Er gingen vooral minder mensen aan de slag die eerder niet tot de beroepsbevolking behoorden. Dit aantal is gedaald van 220 duizend in februari tot 126 duizend in mei. Het gaat dan bijvoorbeeld om jongeren die in een (bij)baan startten, terwijl ze eerder niet werkloos waren. Dat wil zeggen: ze waren 3 maanden eerder nog niet op zoek naar werk. Ook het aantal baanvinders dat drie maanden eerder wel werkloos was nam af, van 102 duizend in februari naar 54 duizend in mei.

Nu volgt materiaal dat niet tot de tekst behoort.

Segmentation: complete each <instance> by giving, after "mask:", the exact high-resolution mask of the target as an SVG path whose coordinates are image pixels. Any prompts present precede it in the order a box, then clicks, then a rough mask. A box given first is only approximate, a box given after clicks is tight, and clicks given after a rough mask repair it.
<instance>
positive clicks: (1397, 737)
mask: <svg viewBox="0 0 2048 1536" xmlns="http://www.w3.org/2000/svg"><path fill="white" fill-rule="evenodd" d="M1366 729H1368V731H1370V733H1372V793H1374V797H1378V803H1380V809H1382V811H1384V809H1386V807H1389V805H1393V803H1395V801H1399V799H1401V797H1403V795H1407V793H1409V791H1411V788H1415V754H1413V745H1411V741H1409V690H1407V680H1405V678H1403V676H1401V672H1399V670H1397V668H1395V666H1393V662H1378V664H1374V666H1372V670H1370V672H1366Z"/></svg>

Naast de daling van het aantal baanvinders is er een bijna even grote stijging van het aantal baanverliezers. Er was een toename van 203 duizend baanverliezers die in februari de arbeidsmarkt verlieten, naar 263 duizend in mei. Dat wil zeggen dat ze, nadat ze geen werk meer hadden, niet op zoek waren naar werk en/of hiervoor niet beschikbaar waren. Daarnaast werden in februari nog 56 duizend mensen werkloos die drie maanden eerder nog werkzaam waren. Ook dit aantal is toegenomen en kwam in mei uit op 118 duizend.